It’s practical and performative at the same time — emblematic of shoppers’ growing desire to express personal style, taste, and preference through beauty in public.
⚠️ For beauty leaders: Rhode isn’t just selling a phone case; they’re selling a lifestyle accessory that doubles as a billboard. The phone case is seen > sparks discussion “Is that a lip gloss on your phone?” > drives discovery. Consider: What hero product in your portfolio is steering conversation? Which products are already “on display?”
Starface: When Acne is Actually Cute
If Rhode turns beauty something you carry, then Starface turns beauty into something you wear.
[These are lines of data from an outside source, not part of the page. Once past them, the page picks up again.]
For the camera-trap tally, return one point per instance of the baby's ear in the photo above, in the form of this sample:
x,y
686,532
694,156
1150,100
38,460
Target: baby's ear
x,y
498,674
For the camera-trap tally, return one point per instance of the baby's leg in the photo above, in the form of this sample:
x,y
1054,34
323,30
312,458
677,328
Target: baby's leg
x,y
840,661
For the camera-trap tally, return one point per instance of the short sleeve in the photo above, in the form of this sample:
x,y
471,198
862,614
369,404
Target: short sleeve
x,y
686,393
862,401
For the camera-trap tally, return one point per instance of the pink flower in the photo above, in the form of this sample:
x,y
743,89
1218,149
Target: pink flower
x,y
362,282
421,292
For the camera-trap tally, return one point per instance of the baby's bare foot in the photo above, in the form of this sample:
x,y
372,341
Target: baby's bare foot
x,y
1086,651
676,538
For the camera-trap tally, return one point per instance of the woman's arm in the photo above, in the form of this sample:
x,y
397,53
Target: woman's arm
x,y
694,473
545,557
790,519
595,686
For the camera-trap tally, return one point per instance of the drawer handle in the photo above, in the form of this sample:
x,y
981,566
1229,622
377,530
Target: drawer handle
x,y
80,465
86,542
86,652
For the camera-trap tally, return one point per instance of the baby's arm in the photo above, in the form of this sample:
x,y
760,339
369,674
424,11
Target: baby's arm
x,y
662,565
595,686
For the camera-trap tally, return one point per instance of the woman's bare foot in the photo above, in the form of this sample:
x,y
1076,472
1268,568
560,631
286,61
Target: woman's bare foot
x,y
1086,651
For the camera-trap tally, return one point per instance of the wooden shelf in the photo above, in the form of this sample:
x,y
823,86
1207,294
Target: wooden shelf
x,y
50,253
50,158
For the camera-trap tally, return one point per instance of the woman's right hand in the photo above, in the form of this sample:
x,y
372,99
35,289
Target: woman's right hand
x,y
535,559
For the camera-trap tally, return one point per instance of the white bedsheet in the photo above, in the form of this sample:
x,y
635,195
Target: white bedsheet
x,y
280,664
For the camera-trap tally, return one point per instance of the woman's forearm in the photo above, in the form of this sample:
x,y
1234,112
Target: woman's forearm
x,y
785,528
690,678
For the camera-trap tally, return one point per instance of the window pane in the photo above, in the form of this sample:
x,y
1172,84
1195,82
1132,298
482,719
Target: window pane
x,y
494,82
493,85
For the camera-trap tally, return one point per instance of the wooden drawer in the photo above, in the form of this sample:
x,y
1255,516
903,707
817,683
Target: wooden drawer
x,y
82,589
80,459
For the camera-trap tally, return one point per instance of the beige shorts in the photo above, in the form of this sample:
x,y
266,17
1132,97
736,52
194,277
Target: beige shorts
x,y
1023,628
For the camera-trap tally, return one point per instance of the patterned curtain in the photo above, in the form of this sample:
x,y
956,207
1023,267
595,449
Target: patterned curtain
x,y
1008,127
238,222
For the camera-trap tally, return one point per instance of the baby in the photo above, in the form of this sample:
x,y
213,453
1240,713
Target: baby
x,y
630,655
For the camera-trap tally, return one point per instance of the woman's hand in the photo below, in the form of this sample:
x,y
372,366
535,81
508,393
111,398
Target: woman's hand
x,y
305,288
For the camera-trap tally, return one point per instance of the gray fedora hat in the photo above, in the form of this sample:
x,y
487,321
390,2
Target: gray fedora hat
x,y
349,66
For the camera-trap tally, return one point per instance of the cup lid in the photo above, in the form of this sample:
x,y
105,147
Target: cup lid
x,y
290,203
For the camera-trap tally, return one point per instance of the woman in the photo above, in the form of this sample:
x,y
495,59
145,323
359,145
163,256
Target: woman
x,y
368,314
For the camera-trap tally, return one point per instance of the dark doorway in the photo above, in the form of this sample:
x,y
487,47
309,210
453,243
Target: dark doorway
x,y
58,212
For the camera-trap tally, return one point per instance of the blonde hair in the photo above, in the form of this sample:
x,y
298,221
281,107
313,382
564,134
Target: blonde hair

A slightly different approach to beauty in public.
Instead of hiding acne, Starface’s hydrocolloid acne patches subvert the norm entirely, encouraging users to actually celebrate their blemishes by treating acne spots with colorful stickers cut into stars, and stored in smiley-face compacts to carry on the go.
And yes — people wear them, proudly, on their faces.
“It’s a subtle accessory — a little accent piece… and it’s super photogenic and cute,”
Julie Schott, Co-Founder & CEO, Starface (via Vogue)
Schott also told ELLE in 2024 that Starface exists to bring more positivity to shoppers’ self-image, stating that “[Millennials] grew up being told you have a ‘before and after,’ and until you get to the after, you’re ugly and flawed.”
Starface rejects this.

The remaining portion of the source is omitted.